Mendagri Tito Karnavian Dorong Kepala Daerah Tingkatkan Kemandirian Fiskal Lewat Inovasi

Advertisement

Menteri Dalam Negeri, Muhammad Tito Karnavian, menekankan pentingnya kreativitas, keberanian, dan inovasi bagi para kepala daerah dalam mendorong pertumbuhan ekonomi daerah yang berkualitas dan berkelanjutan. Ia menyoroti kemandirian fiskal sebagai indikator utama keberhasilan pembangunan daerah.

Kemandirian Fiskal Kunci Sukses Pembangunan Daerah

Menurut Tito, daerah dengan kemampuan keuangan yang kuat memiliki fleksibilitas dan kecepatan lebih tinggi dalam mengeksekusi berbagai program pembangunan. Hal ini mengurangi ketergantungan pada transfer dari pemerintah pusat.

“Keberhasilan suatu daerah itu adalah kemandirian fiskal. Jadi kalau kemandirian fiskal mereka kuat, keuangan daerah itu kuat, dia membuat program apa saja gampang, mau ide apanya (apa pun) itu, bisa (lebih mudah) dieksekusi,” ujar Tito dalam keterangan tertulis, Rabu (14/1/2026).

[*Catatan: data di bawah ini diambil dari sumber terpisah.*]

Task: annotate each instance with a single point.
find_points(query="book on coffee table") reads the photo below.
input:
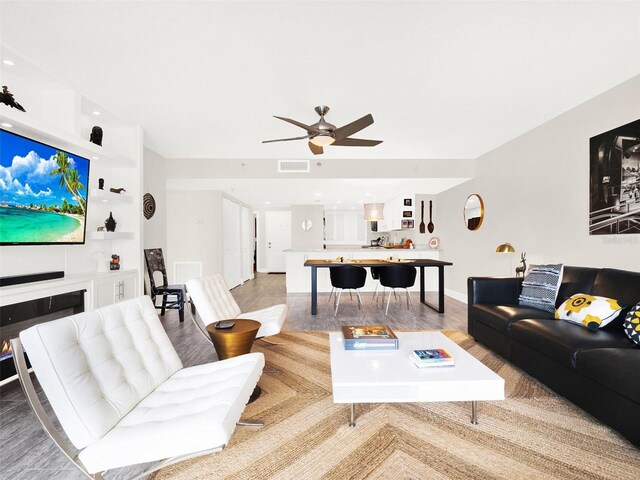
(434, 357)
(369, 337)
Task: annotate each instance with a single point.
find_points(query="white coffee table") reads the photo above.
(388, 376)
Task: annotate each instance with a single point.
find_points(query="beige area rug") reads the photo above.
(533, 434)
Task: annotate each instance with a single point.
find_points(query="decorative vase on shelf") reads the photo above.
(96, 135)
(110, 223)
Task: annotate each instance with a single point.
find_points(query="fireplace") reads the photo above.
(20, 316)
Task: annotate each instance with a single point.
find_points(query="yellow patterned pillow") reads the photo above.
(589, 310)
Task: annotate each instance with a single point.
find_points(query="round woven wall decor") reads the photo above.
(148, 205)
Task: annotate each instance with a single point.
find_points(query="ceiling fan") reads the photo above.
(322, 133)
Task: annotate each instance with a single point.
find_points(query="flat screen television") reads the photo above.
(43, 193)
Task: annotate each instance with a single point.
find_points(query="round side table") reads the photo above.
(234, 341)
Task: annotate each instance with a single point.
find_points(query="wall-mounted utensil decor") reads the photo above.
(430, 226)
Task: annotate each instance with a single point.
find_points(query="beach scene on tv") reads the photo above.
(43, 192)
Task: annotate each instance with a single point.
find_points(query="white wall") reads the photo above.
(194, 230)
(309, 239)
(536, 195)
(261, 247)
(155, 228)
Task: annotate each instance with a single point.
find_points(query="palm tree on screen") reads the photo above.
(69, 177)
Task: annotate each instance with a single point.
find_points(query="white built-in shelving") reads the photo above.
(59, 115)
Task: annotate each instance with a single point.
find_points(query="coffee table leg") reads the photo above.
(352, 414)
(474, 413)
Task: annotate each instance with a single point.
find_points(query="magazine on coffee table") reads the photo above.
(369, 337)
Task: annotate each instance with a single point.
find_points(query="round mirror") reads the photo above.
(473, 212)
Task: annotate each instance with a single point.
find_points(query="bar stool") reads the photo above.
(398, 276)
(347, 277)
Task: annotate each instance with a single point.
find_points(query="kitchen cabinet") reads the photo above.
(345, 228)
(393, 214)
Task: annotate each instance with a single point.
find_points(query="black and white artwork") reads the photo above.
(614, 181)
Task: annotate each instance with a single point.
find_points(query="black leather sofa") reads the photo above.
(598, 371)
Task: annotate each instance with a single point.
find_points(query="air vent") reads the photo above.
(293, 166)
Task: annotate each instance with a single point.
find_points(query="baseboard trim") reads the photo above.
(461, 297)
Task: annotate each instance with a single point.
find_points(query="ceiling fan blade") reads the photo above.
(315, 149)
(356, 142)
(308, 128)
(285, 139)
(353, 127)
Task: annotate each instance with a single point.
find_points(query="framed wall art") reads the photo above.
(614, 181)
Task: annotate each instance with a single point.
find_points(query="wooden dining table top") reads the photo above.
(376, 262)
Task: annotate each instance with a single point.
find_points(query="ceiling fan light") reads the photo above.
(373, 211)
(322, 140)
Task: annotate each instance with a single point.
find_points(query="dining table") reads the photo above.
(420, 263)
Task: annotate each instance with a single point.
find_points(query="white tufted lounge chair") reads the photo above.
(214, 302)
(121, 393)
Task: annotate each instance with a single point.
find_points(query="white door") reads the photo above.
(231, 243)
(278, 228)
(248, 242)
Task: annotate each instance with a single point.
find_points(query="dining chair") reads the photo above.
(173, 296)
(398, 276)
(347, 277)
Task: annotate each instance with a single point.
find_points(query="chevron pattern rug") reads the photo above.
(533, 434)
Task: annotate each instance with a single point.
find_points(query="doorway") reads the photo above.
(278, 239)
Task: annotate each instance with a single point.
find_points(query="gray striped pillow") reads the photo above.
(540, 287)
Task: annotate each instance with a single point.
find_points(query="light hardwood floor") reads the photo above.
(27, 453)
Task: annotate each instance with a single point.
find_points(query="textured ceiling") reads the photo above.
(441, 79)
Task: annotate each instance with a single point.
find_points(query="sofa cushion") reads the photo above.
(193, 410)
(632, 324)
(562, 340)
(615, 368)
(590, 311)
(540, 287)
(500, 317)
(576, 280)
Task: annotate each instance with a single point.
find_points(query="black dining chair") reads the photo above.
(173, 296)
(398, 276)
(347, 277)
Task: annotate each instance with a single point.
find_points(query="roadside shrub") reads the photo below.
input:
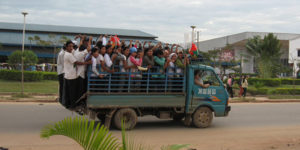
(287, 91)
(245, 74)
(16, 75)
(258, 85)
(261, 91)
(50, 76)
(289, 81)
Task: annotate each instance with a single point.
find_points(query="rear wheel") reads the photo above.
(202, 117)
(129, 117)
(101, 118)
(178, 117)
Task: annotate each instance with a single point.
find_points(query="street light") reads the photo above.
(22, 81)
(193, 28)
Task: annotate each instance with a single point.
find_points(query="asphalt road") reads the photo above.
(31, 117)
(260, 126)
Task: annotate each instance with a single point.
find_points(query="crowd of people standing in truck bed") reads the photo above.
(109, 52)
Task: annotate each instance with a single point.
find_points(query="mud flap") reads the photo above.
(188, 119)
(108, 118)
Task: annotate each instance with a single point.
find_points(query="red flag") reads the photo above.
(193, 50)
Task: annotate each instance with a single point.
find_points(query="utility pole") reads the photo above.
(22, 80)
(198, 44)
(193, 36)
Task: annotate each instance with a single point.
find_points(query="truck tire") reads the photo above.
(128, 115)
(202, 117)
(178, 117)
(101, 118)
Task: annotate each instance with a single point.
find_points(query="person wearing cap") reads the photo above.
(80, 54)
(70, 94)
(181, 61)
(60, 72)
(171, 68)
(134, 61)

Penguatan kemandirian fiskal, lanjutnya, sangat erat kaitannya dengan optimalisasi Pendapatan Asli Daerah (PAD). Optimalisasi ini ditopang oleh aktivitas ekonomi dan dunia usaha yang sehat. Meskipun transfer dari pemerintah pusat tetap penting, daerah didorong untuk secara bertahap mengurangi ketergantungan tersebut.

Inovasi dan Pemanfaatan Potensi Lokal

Tito menyampaikan hal ini saat menjadi narasumber talk show Semangat Awal Tahun 2026 bertema ‘440 Hari Pemerintahan Presiden Prabowo: Menuju Pertumbuhan yang Berkualitas’ di IDN Headquarters (HQ), Jakarta. Ia mencontohkan daerah dengan basis ekonomi kuat seperti Kabupaten Badung, Bali, yang membiayai sebagian besar APBD dari pajak pariwisata, serta Timika dan Bojonegoro yang meraih pendapatan besar lewat pengelolaan sumber daya alam.

Ia menilai banyak daerah masih memiliki PAD rendah karena sektor swasta belum berkembang. Akibatnya, daerah tersebut bergantung pada belanja pemerintah dan transfer pusat. Tito mendorong kepala daerah untuk mengubah pola pikir, tidak hanya mengelola belanja, tetapi juga menciptakan serta memperluas sumber pendapatan baru melalui inovasi dan pemanfaatan potensi lokal.

Advertisement

“Jadi berpikirlah lebih banyak, bagaimana nyari pendapatan. Ini membutuhkan kreativitas, salah satunya adalah mempermudah perizinan,” katanya.

Dialog dengan Pelaku Usaha dan Pengelolaan Efisien

Tito juga menekankan pentingnya dialog berkelanjutan antara pemerintah daerah dan pelaku usaha, termasuk asosiasi pengusaha serta Kamar Dagang dan Industri (Kadin). Tujuannya adalah untuk menggali potensi ekonomi daerah dan merumuskan kebijakan yang tepat sasaran.

Terakhir, Tito menegaskan bahwa daerah dengan pendapatan kuat dan pengelolaan belanja yang efisien akan tumbuh lebih cepat dan mandiri. Hal ini sejalan dengan agenda nasional untuk mendorong pertumbuhan ekonomi yang inklusif dan berkelanjutan.

“Kalau bisa dia jaga pendapatannya itu tinggi, belanjanya bisa dihemat, otomatis daerah itu akan maju dan tidak tergantung (pada) pemerintah pusat,” tandasnya.